Uma vez formados, caberia a nós, os filhos dessa geração, a última obra do progressismo, que deveria ser a de enterrar de vez o conservadorismo na sociedade, mantendo o discurso de que todas as mudanças eram resultado do curso natural desta.
A mídia televisiva, por sua vez, foi fundamental para a normatização dos ideais progressistas, enquanto os professores, crescidos embriagados na doutrina progressista, transmitiram de forma consciente ou não, as teses do movimento.
Protestantes progresistas
Seguindo o curso natural do processo, as igrejas protestantes foram abraçando, uma a uma, as causas progressitas. As mudanças no modo vestir foram as primeiras visíveis. Depois, vieram o alargamento das restrições morais, e por último as mudanças doutrinárias.
As causas progressitas divisionistas estão tão evidentes na igreja cristã, que até hinos tradicionais têm sido cancelados, sob o pretexto de racismo. Veja estes textos complementares AQUI.
O cristianismo está perdendo o foco na salvação de pessoas e aderindo às pautas progressitas, esquecendo-se que o maior inimigo do iluminsmo e do progressimo é exatamente a religião. As ‘cisternas’ que a igreja pretende usar para acumular água são furadas, e os métodos adotados para evangelismo não bíblicos.

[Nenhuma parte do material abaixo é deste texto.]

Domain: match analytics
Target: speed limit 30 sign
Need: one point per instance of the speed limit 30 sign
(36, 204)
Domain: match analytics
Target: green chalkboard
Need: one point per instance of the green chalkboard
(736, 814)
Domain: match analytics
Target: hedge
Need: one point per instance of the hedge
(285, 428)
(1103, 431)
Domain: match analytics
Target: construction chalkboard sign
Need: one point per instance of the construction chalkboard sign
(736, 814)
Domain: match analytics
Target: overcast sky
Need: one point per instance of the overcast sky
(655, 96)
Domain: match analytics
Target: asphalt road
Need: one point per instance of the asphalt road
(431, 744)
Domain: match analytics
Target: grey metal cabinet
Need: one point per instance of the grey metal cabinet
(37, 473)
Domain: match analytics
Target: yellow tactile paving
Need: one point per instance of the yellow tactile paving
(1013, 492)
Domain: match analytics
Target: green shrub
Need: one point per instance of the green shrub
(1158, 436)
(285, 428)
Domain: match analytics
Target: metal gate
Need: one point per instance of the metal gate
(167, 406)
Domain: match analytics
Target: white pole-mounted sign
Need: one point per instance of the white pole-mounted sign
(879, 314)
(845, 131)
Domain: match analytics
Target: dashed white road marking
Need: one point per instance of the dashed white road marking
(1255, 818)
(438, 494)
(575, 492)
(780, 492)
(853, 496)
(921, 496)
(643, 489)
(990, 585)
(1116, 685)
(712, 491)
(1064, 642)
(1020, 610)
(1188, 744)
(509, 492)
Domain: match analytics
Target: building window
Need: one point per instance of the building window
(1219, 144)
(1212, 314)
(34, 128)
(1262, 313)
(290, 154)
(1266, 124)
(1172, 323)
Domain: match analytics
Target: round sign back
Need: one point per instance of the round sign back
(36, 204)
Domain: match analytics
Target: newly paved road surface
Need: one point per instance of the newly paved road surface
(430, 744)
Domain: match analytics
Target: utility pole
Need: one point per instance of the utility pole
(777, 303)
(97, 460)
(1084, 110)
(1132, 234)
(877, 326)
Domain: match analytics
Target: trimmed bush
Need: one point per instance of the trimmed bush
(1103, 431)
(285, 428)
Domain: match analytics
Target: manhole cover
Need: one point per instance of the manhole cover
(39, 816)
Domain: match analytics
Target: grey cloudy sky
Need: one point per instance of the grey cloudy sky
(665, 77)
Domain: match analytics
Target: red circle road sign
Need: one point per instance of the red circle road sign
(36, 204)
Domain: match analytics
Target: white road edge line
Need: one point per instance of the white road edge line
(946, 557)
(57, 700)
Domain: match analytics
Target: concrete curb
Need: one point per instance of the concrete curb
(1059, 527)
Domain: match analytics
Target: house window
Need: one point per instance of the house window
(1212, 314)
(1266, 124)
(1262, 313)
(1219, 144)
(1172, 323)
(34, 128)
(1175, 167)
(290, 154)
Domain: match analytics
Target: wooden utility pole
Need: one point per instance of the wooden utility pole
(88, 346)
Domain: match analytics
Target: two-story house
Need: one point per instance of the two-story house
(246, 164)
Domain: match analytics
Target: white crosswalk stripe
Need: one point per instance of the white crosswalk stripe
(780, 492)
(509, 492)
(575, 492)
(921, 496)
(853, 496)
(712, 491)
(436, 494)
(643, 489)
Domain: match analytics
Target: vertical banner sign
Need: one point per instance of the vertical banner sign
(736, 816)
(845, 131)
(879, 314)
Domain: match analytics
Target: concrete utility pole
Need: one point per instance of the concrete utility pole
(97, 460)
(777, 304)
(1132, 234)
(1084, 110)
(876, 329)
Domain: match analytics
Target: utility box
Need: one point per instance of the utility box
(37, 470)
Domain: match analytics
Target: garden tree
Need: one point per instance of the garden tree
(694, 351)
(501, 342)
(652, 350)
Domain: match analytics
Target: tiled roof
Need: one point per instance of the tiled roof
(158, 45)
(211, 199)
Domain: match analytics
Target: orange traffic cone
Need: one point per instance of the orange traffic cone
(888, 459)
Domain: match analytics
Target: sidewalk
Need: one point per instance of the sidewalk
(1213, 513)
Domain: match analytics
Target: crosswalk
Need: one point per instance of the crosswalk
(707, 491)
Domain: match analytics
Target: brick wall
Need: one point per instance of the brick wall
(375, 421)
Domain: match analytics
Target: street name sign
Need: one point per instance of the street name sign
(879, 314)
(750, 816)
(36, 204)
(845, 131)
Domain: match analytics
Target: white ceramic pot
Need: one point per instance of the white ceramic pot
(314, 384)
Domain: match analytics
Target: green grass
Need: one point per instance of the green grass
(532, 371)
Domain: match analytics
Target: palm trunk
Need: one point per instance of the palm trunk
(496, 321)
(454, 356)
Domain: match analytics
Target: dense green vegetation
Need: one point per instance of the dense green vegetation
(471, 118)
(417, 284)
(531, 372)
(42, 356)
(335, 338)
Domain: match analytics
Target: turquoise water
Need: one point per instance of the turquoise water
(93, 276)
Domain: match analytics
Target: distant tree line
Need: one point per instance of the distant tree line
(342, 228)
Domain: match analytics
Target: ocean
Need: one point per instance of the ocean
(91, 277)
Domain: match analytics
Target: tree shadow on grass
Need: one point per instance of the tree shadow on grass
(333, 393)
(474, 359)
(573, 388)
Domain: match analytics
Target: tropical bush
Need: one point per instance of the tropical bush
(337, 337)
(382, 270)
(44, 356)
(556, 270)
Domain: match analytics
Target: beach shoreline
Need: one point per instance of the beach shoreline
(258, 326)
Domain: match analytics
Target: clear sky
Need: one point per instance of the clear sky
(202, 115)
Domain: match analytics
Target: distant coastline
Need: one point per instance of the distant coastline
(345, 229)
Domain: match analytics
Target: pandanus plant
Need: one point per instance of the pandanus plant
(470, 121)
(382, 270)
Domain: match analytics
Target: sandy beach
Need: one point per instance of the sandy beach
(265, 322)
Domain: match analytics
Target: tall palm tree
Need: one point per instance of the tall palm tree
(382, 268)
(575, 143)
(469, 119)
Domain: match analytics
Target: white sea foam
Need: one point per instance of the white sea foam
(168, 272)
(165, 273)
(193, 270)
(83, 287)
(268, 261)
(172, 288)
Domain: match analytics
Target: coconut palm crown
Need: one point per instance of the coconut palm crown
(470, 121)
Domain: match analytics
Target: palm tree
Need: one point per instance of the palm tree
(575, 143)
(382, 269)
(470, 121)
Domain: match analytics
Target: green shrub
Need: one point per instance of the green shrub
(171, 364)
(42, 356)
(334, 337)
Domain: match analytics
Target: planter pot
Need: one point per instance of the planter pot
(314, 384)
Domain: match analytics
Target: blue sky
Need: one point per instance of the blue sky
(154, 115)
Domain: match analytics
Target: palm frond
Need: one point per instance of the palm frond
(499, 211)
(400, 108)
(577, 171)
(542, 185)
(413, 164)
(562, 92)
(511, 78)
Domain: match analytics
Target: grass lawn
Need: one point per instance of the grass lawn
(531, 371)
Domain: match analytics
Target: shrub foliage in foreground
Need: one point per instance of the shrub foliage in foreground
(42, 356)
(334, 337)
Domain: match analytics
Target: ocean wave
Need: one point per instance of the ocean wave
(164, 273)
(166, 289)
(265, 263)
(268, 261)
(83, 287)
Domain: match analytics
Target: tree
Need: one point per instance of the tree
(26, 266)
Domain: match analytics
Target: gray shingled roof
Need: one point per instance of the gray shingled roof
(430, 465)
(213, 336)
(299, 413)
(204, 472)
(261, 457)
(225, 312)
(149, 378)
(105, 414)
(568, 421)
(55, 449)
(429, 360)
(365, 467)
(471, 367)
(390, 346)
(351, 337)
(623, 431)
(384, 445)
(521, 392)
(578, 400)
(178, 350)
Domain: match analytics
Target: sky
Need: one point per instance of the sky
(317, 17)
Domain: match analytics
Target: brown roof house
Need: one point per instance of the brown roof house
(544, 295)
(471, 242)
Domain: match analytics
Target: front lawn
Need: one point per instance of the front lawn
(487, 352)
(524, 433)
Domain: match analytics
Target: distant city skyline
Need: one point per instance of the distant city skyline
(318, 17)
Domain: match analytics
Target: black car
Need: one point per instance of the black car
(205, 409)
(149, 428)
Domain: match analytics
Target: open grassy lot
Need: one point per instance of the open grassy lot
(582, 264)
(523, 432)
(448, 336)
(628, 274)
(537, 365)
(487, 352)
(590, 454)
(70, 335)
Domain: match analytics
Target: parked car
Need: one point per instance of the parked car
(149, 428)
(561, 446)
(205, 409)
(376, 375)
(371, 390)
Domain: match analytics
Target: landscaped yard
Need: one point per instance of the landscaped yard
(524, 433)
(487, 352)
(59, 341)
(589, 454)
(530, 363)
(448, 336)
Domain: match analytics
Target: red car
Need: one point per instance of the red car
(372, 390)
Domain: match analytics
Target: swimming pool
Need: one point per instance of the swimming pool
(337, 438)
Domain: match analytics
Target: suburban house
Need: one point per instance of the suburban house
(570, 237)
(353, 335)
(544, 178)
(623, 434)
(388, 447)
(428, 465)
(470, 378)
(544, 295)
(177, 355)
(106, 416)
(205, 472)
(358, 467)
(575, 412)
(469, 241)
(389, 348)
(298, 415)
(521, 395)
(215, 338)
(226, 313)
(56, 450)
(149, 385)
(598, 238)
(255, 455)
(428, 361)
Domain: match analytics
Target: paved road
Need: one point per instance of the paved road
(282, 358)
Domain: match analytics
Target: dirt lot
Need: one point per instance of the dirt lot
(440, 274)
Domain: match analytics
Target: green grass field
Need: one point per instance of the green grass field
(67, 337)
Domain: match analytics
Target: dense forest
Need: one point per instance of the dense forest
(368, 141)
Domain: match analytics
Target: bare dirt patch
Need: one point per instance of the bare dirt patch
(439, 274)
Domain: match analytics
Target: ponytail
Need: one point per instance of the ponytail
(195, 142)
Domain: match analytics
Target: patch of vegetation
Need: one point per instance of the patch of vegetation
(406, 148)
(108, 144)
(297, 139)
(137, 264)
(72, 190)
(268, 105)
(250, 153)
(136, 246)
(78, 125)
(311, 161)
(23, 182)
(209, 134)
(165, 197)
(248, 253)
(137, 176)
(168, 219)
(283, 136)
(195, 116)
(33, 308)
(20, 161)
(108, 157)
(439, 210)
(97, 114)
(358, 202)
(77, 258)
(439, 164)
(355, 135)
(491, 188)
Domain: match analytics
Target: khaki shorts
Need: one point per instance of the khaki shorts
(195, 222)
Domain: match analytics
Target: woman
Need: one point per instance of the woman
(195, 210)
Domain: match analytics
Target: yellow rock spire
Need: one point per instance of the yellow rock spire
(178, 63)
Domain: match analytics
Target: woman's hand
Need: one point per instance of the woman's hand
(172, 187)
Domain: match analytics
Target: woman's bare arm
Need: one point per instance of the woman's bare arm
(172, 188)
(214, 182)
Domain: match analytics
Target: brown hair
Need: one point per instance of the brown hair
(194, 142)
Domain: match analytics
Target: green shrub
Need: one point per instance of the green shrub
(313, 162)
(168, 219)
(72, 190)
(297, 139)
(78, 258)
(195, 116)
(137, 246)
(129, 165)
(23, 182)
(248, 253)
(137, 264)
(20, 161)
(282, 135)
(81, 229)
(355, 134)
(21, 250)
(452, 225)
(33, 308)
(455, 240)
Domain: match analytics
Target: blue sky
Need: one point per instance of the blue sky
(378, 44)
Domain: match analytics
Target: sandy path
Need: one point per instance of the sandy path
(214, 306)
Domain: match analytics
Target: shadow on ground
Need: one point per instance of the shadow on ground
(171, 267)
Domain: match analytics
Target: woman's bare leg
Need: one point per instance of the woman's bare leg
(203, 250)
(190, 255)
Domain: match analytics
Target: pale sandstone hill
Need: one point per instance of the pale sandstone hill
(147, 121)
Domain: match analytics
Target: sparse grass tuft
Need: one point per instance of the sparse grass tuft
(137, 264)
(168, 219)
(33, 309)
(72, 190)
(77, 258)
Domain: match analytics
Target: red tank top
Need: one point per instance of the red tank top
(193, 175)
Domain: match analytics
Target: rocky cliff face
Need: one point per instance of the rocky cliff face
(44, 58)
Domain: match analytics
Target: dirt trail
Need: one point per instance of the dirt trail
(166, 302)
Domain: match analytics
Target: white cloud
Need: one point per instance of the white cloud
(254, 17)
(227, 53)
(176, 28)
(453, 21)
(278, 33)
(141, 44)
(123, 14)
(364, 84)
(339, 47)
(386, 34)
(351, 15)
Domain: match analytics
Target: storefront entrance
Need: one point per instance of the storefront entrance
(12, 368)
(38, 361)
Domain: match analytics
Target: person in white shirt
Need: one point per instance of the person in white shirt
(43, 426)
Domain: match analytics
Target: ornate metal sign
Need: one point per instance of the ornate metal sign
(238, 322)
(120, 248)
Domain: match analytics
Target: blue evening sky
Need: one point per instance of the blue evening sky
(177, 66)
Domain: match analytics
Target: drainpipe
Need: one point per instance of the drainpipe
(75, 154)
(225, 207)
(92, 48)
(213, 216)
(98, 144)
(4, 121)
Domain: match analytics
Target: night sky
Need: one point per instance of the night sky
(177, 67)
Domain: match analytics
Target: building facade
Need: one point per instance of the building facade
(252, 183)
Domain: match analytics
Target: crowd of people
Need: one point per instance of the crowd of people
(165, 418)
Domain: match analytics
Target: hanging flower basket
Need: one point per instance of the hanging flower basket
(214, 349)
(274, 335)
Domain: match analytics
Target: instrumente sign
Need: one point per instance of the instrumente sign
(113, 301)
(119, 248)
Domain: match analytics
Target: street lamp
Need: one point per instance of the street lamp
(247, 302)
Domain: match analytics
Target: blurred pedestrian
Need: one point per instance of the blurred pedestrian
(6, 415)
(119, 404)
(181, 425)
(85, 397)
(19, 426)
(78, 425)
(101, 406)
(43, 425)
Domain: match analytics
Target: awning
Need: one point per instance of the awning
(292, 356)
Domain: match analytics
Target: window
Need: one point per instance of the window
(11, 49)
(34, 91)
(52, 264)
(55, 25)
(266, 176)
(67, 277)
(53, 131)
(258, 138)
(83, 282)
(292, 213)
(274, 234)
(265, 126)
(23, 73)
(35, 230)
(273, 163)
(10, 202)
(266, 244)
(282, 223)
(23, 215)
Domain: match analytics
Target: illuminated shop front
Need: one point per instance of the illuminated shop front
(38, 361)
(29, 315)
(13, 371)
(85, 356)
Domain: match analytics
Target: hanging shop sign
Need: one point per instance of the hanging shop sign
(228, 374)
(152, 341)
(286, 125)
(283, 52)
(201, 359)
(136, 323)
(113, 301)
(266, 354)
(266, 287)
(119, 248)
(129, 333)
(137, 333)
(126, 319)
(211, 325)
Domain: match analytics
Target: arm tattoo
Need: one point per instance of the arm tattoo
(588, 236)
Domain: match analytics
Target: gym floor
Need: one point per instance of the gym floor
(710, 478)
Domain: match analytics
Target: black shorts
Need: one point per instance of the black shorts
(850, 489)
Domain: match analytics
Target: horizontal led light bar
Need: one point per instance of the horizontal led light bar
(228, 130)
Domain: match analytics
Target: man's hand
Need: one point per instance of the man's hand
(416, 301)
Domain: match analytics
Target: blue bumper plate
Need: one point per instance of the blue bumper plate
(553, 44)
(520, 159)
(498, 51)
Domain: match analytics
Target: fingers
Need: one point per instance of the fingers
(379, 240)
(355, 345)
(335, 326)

Por mais de um século o progressismo conviveu com o conservadorismo e suas imperfeições. Refutou sistematicamente cada fracasso do ‘modelo conservador’ e ignorou conscientemente seus incontáveis avanços. O objetivo sempre foi utilizar todo maquinário construído pelo modelo natural de sociedade para, em tempo oportuno, subjugá-lo. Como todo pensamento oriundo do iluminismo, a ideia é sempre se apropriar de algo que já está criado e prontamente funcional, para fazer atuar a seu serviço.